De Minister van Sociale Zaken en Werkgelegenheid heeft tijdens het Wetgevingsoverleg van 14 april jl. toegezegd dat hij de Kamer zal informeren over de mogelijkheden tot het bieden van inkomensondersteuning aan degenen die hun baan hebben verloren en geen gebruik kunnen maken van de noodmaatregelen en ook niet van de WW of de bijstand, en dat hij daarbij zal ingaan op de positie van studenten. Over de in brede zin verkende mogelijkheden voor een extra vangnet voor flexwerkers in verband met de coronamaatregelen, waaronder zich ook studenten kunnen bevinden, heeft de Minister van Sociale Zaken en Werkgelegenheid de Tweede Kamer bij brieven van 20 mei en 3 juni jl. geïnformeerd. Een gerichte regeling met duidelijk afgebakende doelgroepen zoals studenten, is niet haalbaar. Een tijdelijke overbruggingsregeling voor flexibele arbeidskrachten (TOFA) is de enige technisch uitvoerbare regeling die op korte termijn mogelijk is.

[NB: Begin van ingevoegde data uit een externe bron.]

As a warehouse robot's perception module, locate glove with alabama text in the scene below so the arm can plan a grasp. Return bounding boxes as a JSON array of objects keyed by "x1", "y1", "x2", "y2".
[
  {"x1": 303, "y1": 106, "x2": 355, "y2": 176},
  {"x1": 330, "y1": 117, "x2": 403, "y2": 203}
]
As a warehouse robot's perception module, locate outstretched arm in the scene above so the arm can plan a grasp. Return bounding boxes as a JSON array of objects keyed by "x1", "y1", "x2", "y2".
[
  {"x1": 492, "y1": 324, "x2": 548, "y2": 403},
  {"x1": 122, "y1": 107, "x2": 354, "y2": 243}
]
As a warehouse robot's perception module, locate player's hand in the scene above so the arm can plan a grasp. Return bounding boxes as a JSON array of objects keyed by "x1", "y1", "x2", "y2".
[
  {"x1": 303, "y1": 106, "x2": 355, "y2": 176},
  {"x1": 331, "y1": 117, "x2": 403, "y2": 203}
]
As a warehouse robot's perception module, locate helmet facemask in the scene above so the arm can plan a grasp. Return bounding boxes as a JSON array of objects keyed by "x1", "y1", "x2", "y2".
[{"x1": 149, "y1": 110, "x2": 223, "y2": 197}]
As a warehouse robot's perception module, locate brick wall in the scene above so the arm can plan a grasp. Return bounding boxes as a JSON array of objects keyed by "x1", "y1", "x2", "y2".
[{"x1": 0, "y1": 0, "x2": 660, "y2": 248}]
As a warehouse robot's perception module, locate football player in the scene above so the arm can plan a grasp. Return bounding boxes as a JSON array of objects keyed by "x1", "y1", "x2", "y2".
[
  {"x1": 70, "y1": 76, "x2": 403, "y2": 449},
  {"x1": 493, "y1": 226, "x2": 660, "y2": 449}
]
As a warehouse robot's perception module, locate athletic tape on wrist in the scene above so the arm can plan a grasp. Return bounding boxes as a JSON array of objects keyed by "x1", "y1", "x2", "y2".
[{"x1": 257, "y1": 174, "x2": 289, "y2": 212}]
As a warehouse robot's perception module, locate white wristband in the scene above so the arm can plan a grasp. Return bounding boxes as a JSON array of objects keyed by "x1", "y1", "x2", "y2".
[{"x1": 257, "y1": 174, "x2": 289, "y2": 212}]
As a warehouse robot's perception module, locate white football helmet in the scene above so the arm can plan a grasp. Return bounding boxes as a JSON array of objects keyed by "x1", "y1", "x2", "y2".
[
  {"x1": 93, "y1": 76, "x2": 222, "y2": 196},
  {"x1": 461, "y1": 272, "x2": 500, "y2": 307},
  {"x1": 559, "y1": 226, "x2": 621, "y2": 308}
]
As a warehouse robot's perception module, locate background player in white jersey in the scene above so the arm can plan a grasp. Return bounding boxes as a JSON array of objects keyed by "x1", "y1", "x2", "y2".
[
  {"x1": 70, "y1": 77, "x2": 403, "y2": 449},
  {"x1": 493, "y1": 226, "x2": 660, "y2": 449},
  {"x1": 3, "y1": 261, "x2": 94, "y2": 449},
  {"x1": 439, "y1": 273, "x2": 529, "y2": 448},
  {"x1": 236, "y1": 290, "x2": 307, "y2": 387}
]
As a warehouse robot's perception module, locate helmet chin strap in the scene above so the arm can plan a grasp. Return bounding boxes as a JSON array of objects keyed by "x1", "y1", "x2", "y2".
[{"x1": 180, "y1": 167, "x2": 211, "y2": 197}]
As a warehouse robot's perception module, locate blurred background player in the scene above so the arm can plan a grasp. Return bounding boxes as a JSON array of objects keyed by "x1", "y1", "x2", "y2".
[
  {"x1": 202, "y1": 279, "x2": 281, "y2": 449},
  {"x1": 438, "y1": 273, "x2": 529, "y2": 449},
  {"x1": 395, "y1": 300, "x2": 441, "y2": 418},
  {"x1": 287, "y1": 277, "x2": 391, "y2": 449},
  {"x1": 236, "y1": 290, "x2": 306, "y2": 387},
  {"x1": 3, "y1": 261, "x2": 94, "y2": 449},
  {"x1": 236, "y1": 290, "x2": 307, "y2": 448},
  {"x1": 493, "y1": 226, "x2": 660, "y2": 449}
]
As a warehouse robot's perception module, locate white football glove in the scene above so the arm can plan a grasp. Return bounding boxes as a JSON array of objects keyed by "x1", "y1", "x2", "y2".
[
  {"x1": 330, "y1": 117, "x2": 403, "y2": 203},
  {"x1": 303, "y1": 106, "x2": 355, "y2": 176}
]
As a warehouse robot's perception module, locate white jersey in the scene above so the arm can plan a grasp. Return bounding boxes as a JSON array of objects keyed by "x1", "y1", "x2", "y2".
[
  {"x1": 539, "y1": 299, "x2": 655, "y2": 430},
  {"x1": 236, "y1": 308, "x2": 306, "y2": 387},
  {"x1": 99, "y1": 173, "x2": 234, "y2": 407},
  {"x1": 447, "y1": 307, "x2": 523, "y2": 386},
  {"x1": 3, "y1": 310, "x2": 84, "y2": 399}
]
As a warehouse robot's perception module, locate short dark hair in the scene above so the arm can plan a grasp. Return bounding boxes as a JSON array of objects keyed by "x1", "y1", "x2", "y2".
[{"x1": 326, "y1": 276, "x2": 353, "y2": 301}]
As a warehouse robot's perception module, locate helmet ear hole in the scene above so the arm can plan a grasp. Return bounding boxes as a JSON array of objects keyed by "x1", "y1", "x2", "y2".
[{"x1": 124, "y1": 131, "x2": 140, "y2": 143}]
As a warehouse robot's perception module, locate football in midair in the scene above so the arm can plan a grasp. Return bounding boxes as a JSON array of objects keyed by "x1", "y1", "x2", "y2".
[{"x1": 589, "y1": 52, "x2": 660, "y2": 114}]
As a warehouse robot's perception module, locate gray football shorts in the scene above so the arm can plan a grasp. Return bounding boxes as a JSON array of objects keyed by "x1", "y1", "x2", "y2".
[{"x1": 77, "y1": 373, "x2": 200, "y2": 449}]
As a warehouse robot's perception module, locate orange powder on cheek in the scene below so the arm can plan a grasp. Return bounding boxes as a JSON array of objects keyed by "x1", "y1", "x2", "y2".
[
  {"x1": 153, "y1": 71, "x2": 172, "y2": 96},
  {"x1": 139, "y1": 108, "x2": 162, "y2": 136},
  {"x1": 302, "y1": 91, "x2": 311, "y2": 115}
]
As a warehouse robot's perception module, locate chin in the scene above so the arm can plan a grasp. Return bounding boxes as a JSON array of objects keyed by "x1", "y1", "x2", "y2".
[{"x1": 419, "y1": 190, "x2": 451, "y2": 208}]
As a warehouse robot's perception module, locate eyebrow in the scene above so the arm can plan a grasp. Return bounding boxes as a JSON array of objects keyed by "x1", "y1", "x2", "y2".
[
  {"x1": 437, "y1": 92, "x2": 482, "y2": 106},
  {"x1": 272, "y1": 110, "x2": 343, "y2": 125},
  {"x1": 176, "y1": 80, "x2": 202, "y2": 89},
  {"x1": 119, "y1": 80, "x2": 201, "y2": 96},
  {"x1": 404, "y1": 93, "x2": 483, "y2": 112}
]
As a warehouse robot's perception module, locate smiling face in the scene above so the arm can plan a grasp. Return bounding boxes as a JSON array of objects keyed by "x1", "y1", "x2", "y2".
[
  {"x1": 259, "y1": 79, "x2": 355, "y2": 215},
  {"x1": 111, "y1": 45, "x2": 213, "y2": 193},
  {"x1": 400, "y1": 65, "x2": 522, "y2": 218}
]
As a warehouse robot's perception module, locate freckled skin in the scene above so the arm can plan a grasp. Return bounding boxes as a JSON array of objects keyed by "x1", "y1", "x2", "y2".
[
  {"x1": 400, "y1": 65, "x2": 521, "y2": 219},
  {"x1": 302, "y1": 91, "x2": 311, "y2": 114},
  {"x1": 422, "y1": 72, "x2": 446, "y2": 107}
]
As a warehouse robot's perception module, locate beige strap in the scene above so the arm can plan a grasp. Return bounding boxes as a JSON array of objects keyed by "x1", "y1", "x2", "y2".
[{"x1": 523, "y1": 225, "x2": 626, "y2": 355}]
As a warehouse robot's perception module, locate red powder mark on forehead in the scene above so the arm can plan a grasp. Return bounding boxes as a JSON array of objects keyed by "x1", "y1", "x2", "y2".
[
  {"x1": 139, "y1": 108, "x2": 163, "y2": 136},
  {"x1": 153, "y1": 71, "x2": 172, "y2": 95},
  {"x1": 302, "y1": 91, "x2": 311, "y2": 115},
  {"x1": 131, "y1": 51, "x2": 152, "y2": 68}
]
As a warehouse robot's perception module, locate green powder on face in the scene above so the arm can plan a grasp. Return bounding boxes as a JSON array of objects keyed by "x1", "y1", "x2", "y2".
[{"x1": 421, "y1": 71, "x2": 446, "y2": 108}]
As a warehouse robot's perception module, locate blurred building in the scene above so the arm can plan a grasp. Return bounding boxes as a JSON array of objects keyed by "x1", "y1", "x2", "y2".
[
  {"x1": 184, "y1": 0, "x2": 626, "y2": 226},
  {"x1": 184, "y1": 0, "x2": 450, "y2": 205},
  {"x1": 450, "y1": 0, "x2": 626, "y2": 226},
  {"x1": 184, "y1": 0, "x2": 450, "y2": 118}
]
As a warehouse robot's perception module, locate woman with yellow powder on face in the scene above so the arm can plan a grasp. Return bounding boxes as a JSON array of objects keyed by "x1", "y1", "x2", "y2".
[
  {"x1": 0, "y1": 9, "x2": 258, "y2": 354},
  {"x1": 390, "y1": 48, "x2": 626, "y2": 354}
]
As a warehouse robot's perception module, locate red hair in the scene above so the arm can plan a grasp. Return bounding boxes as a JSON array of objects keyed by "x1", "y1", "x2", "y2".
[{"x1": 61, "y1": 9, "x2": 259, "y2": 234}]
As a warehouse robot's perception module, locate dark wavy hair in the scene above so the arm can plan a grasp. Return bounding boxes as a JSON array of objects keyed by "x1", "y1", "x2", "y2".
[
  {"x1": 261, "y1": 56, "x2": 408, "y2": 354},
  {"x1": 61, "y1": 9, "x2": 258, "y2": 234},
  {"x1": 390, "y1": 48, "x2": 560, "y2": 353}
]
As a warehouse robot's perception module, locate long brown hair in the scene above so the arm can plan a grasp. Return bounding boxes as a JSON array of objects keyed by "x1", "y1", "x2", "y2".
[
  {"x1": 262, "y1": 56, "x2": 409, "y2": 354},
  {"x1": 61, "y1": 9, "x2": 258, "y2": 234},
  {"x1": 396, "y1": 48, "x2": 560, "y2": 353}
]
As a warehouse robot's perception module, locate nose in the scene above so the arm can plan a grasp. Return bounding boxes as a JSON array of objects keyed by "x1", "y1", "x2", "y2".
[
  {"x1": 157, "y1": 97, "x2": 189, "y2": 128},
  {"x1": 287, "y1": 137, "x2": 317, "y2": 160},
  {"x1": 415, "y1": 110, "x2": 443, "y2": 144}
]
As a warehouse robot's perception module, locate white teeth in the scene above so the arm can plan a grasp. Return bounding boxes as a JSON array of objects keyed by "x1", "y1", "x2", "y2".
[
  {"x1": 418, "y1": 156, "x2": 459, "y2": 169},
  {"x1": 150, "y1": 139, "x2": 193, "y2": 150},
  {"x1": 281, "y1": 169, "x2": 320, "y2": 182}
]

Ik ben daartoe niet bereid, omdat andere studenten dan, op grond van rechtsgelijkheid, ook voor algemene bijstand in aanmerking zouden kunnen komen. En daarvoor geldt dat studiefinanciering een voorliggende voorziening is.
Gelijke behandeling betekent dat gelijke gevallen gelijk worden behandeld. Studenten die een beroep kunnen doen op een voorliggende voorziening, en ondernemers die voor hun inkomen volledig afhankelijk zijn van hun bedrijf of zelfstandig beroep, zijn naar mijn oordeel geen gelijke gevallen. Ik vind ook de situatie van studenten met studiefinanciering die als gevolg van de coronacrisis bijverdiensten uit hun onderneming verliezen, waarbij zij bovendien de mogelijkheid hebben tot extra bijlenen, onvergelijkbaar met de situatie van ondernemers die als gevolg van de coronacrisis hun hele bestaan zien wegvallen en onder het bestaansminimum dreigen te komen. Bovendien betekent de toepassing van de bijstandsnormen van € 1.052 voor alleenstaanden en € 1.503 voor gehuwden en samenwonenden, dat de inkomensaanvulling vanuit de Tozo voor studenten in veel situaties méér compenseert dan de als gevolg van de coronacrisis weggevallen inkomsten uit onderneming, namelijk ook het verschil tussen de hoogte van de studiefinanciering en de bijstandsnorm. Het aanbieden van een aanvullende bijstandsuitkering voor levensonderhoud aan studenten bovenop hun studiefinanciering als tegemoetkoming voor het verlies van bijverdiensten als gevolg van de coronacrisis, acht ik om die redenen geen gewenste oplossing. Dit laat onverlet, zoals aangegeven bij het antwoord op vraag 3, dat de Minister van Sociale Zaken en Werkgelegenheid de mogelijkheden heeft verkend in hoeverre studenten kunnen worden tegemoetgekomen in het kader van een extra vangnet voor flexwerkers in verband met de coronamaatregelen.